An inordinate amount of confusion is generated by the circuitous convention of formulating the test not in terms of the hypothesis of interest – the defendant is guilty, there is a fire, the passenger is armed, the email is spam, the patient is ill – but in terms of its negation: the so-called null hypothesis. This goes back to Ronald Fisher who, in fierce Popperian spirit, insisted that one can never accept a hypothesis – only fail to reject it. In this topsy-turvy world, rejecting the null hypothesis when it is true is a Type I error – a False Positive: calling a fire when there is none – while failing to reject the null when it is false is a Type II error – a False Negative: missing a fire when there is one.

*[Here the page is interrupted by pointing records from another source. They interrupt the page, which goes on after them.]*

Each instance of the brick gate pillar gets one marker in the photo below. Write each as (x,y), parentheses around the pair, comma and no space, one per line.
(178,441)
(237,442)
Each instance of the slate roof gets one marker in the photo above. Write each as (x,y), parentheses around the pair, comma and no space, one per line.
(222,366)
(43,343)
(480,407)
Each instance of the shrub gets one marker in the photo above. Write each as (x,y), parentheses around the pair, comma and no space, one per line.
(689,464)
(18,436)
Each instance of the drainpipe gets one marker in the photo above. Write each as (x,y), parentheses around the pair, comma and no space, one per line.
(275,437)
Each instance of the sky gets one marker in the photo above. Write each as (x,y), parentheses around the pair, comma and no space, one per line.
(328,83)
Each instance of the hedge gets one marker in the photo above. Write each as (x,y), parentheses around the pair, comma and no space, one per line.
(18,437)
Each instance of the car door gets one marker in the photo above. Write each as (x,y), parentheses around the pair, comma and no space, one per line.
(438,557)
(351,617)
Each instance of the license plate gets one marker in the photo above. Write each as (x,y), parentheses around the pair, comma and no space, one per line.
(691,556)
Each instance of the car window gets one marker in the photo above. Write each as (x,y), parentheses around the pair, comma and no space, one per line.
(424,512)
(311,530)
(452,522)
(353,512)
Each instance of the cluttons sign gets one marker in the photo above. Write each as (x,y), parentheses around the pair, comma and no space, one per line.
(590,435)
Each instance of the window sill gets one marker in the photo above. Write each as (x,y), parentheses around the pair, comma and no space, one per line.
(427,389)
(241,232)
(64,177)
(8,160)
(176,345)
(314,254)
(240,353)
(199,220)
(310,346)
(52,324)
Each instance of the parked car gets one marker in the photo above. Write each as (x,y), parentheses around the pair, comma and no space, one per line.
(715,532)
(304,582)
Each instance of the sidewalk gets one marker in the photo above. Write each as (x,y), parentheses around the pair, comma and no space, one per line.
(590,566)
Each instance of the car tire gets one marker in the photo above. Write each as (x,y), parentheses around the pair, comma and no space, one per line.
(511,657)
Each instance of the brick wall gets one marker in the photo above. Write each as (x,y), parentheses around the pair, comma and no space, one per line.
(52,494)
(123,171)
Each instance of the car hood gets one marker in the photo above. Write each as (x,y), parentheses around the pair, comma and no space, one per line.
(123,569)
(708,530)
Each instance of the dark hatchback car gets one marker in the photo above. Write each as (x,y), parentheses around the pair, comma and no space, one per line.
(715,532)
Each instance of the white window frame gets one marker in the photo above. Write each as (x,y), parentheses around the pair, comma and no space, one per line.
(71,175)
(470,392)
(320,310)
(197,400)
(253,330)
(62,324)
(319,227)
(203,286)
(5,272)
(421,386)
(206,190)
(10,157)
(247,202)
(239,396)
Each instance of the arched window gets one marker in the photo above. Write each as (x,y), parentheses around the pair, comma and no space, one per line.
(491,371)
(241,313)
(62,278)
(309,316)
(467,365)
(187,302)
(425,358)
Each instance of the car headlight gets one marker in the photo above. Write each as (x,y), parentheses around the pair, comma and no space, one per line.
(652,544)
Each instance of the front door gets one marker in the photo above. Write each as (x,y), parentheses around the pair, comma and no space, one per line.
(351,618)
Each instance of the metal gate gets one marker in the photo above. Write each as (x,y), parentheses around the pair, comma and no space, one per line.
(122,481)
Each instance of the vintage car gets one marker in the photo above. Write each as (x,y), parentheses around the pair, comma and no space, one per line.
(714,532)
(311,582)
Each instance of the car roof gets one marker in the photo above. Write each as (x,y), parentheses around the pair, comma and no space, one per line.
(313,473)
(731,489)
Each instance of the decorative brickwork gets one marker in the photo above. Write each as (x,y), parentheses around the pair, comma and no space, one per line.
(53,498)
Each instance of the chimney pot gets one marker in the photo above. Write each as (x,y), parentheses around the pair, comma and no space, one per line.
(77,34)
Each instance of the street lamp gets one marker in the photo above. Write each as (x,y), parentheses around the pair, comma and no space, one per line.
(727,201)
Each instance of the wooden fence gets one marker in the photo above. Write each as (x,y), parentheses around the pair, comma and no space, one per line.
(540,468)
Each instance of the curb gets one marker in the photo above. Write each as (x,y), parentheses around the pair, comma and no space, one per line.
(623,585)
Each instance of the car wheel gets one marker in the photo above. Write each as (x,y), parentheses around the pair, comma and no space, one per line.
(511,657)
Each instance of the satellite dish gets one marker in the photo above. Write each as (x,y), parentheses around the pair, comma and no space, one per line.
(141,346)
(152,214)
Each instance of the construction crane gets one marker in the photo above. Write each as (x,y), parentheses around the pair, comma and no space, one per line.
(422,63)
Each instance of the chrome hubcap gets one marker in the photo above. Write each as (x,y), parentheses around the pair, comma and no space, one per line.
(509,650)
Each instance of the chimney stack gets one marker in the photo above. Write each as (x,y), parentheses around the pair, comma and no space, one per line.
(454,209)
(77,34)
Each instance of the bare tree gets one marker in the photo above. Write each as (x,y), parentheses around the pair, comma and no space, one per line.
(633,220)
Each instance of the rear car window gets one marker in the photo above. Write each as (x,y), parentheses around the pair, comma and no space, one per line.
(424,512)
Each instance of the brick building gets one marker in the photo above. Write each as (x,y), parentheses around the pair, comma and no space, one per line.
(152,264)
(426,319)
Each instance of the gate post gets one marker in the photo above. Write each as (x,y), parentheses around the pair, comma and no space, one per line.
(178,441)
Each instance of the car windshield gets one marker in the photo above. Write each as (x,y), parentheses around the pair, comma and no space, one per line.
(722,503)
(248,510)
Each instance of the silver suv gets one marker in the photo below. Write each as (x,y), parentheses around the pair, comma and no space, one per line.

This is a pointless convolution (one wonders what Fisher told his girlfriend when he asked her to marry him: ‘Will you not reject me?’). For all intents and purposes, a non-rejection is tantamount to an acceptance: a test’s objective is to reach a practical decision, not to consecrate an absolute truth. For reference, here is a depiction of the straightforward Neyman-Pearson framework vs. the roundabout Fisher framework:
Framing a test in terms of the hypothesis of interest reflects what a statistician is actually trying to accomplish: decide whether to accept or reject the hypothesis. As we have just seen, this depends not only on the tug of war between confirming and disconfirming evidence, indicating whether the hypothesis is true or false, but also on the decision maker’s utility preferences, measuring the relative costs and benefits of wrongful and rightful decisions.